The Chilean Right Has Turned Today’s Election Into an Anti-Communist Crusade
Far-right candidate José Antonio Kast casts today’s Chilean election as a battle to save “sacred property rights.” His campaign’s insistence that neoliberal dogmas belong to an unshakeable national essence highlights the antidemocratic impulses at the heart of the Chilean right.

José Antonio Kast, presidential candidate for Chile’s Republican Party, speaks to supporters during his final campaign rally in Santiago on December 16. (Claudio Santana / Getty Images)
Today, Chileans vote in the second round of presidential elections in what the Economist has dubbed a “contest between extremes.” On the one hand is the left-wing candidate Gabriel Boric, and on the other, right-winger José Antonio Kast. This portrayal is, to put it mildly, a distortion.

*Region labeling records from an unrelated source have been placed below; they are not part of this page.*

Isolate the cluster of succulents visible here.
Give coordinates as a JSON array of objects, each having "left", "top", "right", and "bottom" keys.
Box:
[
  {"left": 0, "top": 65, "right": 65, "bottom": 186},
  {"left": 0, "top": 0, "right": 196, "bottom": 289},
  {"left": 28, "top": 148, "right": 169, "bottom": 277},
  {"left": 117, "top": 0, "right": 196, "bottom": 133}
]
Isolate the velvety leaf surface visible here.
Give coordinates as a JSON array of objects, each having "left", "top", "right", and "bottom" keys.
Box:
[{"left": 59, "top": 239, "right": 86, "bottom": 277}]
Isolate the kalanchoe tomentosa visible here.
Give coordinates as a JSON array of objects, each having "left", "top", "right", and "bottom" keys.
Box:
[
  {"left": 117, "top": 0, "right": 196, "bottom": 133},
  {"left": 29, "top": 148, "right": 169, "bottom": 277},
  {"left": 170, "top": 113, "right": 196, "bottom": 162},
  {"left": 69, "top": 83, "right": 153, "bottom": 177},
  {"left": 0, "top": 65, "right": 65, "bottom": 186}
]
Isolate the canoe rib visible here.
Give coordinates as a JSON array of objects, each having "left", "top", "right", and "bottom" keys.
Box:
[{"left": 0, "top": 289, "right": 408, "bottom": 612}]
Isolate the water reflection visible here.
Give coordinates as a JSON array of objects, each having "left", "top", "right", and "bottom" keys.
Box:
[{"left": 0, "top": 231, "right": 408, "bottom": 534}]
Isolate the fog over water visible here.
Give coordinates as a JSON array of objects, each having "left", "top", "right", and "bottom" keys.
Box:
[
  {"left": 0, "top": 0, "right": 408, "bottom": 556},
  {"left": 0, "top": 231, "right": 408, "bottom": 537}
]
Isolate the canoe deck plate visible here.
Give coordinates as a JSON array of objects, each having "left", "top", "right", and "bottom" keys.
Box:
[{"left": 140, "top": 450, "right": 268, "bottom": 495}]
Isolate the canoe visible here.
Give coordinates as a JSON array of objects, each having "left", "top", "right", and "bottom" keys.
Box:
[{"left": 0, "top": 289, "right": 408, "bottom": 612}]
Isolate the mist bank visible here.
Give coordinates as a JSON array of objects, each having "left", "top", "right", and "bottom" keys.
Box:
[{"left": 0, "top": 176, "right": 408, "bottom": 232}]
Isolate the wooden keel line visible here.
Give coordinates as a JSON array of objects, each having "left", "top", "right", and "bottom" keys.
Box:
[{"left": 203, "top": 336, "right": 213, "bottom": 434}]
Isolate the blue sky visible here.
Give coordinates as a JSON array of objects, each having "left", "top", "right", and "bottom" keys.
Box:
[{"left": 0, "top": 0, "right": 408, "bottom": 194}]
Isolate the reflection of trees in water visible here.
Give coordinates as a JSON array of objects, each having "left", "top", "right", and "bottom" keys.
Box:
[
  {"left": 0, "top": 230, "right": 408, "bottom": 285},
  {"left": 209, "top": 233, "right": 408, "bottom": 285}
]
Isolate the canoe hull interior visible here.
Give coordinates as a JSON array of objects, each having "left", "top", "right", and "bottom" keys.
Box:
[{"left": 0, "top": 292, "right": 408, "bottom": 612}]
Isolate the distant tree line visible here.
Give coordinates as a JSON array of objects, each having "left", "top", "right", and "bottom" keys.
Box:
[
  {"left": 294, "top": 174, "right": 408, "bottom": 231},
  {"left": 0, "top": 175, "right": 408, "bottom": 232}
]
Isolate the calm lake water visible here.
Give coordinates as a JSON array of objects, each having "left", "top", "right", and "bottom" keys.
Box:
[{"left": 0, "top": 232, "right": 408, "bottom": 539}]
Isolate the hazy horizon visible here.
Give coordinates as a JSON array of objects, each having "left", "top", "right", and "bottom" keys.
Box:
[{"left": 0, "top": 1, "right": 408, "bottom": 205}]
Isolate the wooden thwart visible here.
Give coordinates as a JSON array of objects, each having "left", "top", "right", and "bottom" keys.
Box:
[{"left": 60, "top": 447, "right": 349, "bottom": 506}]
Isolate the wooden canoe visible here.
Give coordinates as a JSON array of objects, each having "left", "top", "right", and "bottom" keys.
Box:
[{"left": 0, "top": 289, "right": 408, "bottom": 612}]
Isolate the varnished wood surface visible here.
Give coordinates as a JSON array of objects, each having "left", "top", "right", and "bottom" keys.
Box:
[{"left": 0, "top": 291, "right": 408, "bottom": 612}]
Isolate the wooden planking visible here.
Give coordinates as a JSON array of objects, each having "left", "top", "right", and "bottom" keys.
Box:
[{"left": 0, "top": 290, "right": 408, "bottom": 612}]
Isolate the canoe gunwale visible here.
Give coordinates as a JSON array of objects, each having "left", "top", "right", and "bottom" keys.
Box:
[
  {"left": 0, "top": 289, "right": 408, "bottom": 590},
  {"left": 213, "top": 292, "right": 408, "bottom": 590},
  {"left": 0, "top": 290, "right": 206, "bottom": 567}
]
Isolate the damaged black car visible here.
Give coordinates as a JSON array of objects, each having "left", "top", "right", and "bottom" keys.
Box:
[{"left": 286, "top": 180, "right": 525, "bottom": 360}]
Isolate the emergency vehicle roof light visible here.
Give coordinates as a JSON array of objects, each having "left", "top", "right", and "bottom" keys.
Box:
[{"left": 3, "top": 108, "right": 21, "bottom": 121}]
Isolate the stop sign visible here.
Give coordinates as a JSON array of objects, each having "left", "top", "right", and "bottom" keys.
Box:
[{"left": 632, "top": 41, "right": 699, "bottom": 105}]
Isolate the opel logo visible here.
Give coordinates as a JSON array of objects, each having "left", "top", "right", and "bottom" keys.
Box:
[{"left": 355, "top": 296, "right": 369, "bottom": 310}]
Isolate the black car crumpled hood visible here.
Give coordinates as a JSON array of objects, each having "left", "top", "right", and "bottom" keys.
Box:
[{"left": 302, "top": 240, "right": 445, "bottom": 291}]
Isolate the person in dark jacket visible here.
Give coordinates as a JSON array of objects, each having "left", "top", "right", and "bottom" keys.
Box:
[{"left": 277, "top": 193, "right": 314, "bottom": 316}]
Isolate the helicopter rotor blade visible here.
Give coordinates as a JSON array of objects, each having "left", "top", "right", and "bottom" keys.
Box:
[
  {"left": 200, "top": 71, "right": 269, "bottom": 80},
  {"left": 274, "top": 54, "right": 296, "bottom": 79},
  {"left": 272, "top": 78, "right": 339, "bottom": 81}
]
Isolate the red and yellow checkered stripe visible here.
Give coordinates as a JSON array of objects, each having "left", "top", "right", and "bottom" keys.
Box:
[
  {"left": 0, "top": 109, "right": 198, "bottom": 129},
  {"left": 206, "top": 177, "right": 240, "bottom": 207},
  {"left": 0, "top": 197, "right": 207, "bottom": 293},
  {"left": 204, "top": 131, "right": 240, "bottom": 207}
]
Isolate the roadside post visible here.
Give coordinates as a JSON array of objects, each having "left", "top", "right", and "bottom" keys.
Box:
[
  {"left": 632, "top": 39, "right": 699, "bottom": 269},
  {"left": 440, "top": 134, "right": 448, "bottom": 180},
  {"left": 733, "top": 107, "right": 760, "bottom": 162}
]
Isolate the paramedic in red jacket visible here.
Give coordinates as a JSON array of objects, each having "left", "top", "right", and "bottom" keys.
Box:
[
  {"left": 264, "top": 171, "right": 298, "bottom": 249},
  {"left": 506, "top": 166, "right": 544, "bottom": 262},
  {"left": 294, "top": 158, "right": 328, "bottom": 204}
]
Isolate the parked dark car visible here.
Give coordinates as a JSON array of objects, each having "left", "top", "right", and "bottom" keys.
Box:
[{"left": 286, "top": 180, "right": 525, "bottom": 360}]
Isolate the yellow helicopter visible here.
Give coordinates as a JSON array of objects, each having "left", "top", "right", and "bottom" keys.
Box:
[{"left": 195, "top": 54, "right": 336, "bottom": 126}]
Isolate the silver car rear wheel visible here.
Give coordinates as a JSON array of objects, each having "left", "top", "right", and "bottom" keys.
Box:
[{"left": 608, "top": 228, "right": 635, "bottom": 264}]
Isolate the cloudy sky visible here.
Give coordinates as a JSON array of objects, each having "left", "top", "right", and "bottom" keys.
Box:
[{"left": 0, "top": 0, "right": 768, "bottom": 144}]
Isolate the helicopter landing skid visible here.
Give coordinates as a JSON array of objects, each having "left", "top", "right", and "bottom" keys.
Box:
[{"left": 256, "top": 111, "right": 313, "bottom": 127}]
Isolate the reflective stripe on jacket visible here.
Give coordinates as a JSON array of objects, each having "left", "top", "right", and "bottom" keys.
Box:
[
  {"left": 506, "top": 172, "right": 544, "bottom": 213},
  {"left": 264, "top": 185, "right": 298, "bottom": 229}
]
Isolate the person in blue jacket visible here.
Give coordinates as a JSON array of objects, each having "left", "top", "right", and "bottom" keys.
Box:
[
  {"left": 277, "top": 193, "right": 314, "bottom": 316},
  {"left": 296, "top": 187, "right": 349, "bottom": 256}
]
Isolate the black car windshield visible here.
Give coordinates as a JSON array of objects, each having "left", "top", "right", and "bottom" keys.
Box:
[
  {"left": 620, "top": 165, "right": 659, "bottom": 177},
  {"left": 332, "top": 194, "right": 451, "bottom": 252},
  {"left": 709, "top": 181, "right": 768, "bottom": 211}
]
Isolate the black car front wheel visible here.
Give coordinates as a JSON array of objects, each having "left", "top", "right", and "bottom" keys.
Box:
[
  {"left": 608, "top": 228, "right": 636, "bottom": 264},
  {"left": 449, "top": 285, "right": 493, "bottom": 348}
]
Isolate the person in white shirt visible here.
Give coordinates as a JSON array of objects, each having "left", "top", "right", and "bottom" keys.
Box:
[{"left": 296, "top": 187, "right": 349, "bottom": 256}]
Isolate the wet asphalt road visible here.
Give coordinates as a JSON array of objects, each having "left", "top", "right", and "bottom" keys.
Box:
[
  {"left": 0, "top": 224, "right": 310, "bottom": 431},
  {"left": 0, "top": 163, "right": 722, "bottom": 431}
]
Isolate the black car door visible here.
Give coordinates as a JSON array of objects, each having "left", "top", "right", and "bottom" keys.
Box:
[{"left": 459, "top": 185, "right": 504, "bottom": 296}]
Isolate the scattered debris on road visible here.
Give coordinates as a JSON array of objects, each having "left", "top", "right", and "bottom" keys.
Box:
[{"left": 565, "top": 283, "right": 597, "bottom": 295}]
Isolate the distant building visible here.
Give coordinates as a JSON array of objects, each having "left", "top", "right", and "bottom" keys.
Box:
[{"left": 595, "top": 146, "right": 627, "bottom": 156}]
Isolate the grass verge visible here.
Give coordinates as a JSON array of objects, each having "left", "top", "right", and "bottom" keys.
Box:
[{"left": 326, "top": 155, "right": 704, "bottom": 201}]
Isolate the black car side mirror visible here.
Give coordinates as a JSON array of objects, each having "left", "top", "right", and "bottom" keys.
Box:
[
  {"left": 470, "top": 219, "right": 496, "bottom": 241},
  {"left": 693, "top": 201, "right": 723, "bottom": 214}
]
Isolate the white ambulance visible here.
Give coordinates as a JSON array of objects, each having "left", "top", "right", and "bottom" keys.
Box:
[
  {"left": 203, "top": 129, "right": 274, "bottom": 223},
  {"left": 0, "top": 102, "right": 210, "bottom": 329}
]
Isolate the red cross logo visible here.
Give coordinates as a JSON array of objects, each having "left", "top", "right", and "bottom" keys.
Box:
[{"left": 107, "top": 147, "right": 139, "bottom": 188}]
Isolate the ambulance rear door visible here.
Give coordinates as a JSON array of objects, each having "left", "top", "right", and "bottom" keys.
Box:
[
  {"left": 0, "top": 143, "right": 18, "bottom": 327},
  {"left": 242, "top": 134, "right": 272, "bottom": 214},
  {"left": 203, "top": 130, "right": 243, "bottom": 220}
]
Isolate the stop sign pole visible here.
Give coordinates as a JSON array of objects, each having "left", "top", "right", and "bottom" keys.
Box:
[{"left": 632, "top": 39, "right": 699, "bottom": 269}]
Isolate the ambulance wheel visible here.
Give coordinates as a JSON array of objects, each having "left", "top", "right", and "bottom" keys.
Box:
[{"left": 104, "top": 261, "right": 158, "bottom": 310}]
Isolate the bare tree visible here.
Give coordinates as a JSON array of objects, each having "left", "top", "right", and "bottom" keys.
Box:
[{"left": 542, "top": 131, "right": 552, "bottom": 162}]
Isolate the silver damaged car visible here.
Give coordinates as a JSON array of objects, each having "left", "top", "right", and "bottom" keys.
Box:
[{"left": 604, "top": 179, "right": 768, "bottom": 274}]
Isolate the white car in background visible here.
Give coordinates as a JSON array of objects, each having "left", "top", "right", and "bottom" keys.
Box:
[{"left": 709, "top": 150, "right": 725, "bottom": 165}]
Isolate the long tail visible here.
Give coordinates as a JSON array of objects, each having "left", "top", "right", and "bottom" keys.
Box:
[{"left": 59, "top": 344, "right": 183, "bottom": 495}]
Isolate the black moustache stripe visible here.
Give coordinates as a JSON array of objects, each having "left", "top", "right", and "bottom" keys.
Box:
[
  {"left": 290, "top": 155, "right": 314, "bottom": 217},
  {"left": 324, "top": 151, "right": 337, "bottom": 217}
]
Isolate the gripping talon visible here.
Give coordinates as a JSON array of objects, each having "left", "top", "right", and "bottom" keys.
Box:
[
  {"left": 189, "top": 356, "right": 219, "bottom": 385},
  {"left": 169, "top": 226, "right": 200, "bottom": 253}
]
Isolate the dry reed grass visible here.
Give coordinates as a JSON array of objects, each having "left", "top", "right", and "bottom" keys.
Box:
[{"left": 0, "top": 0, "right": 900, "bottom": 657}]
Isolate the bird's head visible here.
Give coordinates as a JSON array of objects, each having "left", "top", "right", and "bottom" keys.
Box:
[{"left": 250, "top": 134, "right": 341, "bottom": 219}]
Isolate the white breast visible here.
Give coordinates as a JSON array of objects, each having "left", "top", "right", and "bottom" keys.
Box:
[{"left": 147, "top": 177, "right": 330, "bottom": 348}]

In the panorama of the international left, nothing would mark out Boric’s program as “extreme.” As for Kast, it is a different story. A fringe candidate until not too long ago, his rhetoric and tactics showcase Latin American right-wing populism at its worst. Like his friend and ally Brazilian president Jair Bolsonaro, his electoral campaign has mixed influences ranging from conservative moralism and neoliberal dogmas to elements that seem plucked from Steve Bannon’s playbook of political lying.
No doubt, Gabriel Boric is not a normative center-left candidate. Having begun his political career as the leader of Chile’s 2011 student movement, he has sustained his image of a fist-raising, street-fighting revolutionary ever since. God forbid — his opponents allege — he has even smoked pot. Still, Boric appears particularly concerned to cater to what can be loosely defined as Chile’s social democratic middle class while still wanting to be recognized as an outsider to the political establishment. His party’s polling-based platform prioritizes the institution of public pension, health care, and education systems. These public services exist in one form or another in almost all highly developed countries, but have been stripped from Chileans during forty years of neoliberalism.